Court used the barrel of his Glock to help him back up to his feet, pushing off with it in the snow and struggling with the acute angle of the rooftop.

The flashes of gunfire from the parking lot stopped, and he felt confident he’d hit the man targeting him.

Court started to run forward again, glad to feel the tension leave his shoulder as Russ did the same on the far side of the rooftop.

This roof ended just feet from where they ran; they could barely see through the darkness and heavy snowfall, otherwise they would have had time to decide what to do. Instead the four-story drop just appeared and there was no time to stop on the icy surface; there was only time to rush forward, pick up speed, and then launch off the roof into the air.

Both men, lashed together at the wrists, kicked out over open ground; fifty feet below them was a cobblestone alley bathed in gaslights. Across the alley was a three-story wooden building; the pitched roof above it was as steep as the one they’d just leapt from.

They crashed onto the sheer three-story roof as one, Gentry on the right of the peak, Whitlock on the left. Both men splayed out flat, landing on the steeply angled surface, but again, the fact they were connected saved them and they did not slide off to the ground below.

The men were up again and moving in seconds.

* * *

Trestle Actual ran along narrow Kooli Street, trying to get line of sight on the roof high above. Just behind him was Trestle Seven.

Five had headed back to the parking lot in front of the hotel to bring the van to pick up the team up the street. They all stayed in contact with Trestles Two and Four, who were now racing through the park on the opposite side of the buildings that ran along the old town wall. It was difficult for the Townsend operators to see anything high on the rooftop in the whipping blizzard, and the tactical lights hanging from the rails of their HK rifles were less than useless, as they only illuminated the whiteout conditions between themselves and any potential target.

As they neared the end of the block Trestle Seven shouted, “Got him!” and Nick looked back over his shoulder to see what his colleague was focusing on. Seven’s eyes and the barrel of his MP7 pointed across the alleyway that separated the row of buildings next to them with another block of lower structures. Nick could not believe Gentry had managed to move that quickly along a sixty-degree roofline that must have been as slick as glass, but he, too, saw a figure ahead.

He and Seven both fired at the same time.

* * *

Court and Russ had just dropped down off the peaked town wall and onto a roof that was not as steeply angled as the others; it had more packed snowfall frozen to it, several inches high and hanging over the street below, terminating in long icicles. When another burst of fire from the street blew out a window just below where he ran along the roof, Court looked down again and saw that two men had gained on him, and they were running in the narrow cobblestoned alleyway just below his position.

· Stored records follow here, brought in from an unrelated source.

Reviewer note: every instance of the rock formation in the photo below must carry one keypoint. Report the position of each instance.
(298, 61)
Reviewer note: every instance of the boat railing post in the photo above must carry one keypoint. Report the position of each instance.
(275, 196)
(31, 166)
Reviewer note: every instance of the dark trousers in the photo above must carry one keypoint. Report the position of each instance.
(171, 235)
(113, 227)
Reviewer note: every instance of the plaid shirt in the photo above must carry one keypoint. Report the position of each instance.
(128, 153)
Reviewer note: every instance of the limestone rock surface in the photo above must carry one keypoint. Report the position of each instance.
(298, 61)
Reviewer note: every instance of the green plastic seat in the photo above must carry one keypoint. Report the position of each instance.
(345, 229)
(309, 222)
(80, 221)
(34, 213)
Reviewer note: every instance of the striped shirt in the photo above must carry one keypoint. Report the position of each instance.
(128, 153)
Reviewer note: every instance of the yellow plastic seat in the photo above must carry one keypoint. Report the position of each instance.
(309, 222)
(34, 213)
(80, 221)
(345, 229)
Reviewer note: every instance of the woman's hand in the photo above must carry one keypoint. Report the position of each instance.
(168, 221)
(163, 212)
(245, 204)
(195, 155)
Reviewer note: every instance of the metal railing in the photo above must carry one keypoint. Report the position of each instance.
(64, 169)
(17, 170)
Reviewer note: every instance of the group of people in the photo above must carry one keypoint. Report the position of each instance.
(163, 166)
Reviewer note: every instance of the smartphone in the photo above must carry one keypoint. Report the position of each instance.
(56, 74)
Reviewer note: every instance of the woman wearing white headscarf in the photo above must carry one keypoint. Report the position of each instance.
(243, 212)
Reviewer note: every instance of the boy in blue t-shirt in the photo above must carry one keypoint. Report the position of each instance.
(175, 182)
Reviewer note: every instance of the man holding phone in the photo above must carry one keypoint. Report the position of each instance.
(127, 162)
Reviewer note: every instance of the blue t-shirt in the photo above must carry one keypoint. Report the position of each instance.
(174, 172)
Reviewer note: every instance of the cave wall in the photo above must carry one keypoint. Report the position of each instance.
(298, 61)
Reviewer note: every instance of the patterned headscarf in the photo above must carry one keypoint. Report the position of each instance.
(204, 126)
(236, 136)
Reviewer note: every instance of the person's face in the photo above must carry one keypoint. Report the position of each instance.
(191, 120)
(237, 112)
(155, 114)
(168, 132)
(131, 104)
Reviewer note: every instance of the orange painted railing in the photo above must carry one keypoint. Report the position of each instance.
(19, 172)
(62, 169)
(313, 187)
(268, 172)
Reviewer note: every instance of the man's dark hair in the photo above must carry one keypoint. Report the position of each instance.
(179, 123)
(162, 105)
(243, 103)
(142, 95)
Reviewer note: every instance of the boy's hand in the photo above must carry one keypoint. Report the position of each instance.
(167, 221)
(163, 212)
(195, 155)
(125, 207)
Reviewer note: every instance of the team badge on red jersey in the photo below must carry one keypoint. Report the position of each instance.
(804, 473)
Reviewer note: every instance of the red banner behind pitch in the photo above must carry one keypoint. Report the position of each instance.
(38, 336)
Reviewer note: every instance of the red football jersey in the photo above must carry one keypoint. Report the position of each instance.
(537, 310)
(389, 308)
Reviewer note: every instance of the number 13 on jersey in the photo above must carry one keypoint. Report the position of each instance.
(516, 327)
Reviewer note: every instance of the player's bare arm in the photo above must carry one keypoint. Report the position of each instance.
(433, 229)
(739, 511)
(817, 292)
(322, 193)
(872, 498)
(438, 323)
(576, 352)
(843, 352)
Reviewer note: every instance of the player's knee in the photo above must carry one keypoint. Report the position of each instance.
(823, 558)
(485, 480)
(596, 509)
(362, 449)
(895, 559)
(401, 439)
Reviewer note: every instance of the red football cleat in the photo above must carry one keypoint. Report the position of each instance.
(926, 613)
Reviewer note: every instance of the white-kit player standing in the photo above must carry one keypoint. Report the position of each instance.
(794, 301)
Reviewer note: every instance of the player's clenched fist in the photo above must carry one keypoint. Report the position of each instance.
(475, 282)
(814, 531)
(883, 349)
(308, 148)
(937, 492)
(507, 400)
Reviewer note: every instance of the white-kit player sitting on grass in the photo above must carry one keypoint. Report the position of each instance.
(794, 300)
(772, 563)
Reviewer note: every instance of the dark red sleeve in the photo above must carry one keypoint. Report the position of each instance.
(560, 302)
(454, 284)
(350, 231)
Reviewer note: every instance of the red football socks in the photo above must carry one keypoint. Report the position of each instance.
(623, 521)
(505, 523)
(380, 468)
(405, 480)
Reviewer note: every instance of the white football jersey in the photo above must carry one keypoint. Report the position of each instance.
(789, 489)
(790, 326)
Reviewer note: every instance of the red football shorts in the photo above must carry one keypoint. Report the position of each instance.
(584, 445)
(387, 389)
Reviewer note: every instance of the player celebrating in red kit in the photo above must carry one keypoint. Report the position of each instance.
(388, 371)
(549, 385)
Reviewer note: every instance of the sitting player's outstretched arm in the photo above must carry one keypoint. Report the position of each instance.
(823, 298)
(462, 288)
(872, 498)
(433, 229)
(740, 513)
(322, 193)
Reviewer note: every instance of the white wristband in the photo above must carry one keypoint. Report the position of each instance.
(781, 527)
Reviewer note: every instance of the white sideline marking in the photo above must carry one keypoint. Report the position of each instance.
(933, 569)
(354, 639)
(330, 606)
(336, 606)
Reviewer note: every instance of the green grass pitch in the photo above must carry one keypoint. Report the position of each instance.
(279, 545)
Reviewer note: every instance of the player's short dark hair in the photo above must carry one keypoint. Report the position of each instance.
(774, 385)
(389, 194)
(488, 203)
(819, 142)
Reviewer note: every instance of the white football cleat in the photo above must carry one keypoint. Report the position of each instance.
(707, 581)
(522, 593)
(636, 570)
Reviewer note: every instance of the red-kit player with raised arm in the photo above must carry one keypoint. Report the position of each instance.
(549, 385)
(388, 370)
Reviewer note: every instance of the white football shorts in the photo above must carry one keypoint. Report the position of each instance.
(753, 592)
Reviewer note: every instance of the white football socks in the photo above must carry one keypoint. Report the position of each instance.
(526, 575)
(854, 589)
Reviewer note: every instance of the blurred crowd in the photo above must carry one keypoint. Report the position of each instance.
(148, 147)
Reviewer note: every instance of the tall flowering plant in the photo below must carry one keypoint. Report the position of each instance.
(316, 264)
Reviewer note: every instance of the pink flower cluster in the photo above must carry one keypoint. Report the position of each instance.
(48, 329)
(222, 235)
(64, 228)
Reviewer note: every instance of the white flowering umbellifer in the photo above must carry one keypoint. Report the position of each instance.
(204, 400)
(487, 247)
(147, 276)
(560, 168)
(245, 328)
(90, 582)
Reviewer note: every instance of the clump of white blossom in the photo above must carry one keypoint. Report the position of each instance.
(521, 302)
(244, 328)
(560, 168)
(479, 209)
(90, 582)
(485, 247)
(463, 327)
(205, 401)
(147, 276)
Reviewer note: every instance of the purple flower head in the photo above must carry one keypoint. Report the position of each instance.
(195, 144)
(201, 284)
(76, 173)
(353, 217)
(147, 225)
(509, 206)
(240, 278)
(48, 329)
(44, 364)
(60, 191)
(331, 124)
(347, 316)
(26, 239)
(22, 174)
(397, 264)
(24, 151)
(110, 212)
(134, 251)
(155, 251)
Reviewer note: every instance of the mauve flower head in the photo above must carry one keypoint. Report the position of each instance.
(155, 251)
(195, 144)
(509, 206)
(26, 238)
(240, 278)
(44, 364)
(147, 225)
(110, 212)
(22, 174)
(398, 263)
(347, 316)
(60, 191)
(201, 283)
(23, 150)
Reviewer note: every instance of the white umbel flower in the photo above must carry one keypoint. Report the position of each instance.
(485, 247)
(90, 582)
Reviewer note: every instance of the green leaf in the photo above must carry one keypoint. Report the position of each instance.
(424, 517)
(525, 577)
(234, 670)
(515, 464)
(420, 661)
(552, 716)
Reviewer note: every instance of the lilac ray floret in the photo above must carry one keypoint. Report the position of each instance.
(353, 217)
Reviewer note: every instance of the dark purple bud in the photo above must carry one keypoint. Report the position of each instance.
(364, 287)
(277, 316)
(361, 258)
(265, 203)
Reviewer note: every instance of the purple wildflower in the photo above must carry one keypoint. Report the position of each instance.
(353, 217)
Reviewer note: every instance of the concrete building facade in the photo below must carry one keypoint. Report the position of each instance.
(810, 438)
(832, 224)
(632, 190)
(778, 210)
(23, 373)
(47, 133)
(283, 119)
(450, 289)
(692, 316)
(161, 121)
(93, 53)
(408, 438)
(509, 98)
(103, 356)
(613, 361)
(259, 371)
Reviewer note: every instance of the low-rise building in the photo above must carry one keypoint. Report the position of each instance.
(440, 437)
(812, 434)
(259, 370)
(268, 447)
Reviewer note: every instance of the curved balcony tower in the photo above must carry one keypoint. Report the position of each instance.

Court looked ahead through the blizzard at the next connected roof. It was less steeply angled than the others, and the snowfall here was a foot deep. He shouted over the storm, “Give me ten feet of slack!” Within a second he felt the wiring wrapped around his left hand lose tension, and he shouted, “Belay!”

Court leapt high in the air and came crashing down on the next roof on his back, and a massive block of white broke off and cascaded down the side like an avalanche. Court was held up by the cables connecting him to Russ on the other side of the apex, so he did not slide off the roof with the snow.

* * *

Trestles Actual and Seven had been running below their target, and both men had just reloaded their MP7s and trained them back up above them when they heard Gentry yell something. They looked for their target in the heavy snowstorm, but instead they saw a huge foot-thick sheet of white falling from the roof, some twenty-five feet above their heads. The avalanche of packed precipitation was the size of an automobile, weighing several hundred pounds, and it dropped through the air, picking up velocity and power. Trestle Seven took the brunt of the avalanche, and Nick only caught a glimpse of the man before he was buried alive. Trestle Actual himself dove out of the way of the brunt of the mass of frozen precipitation, but his legs were momentarily buried under the pile.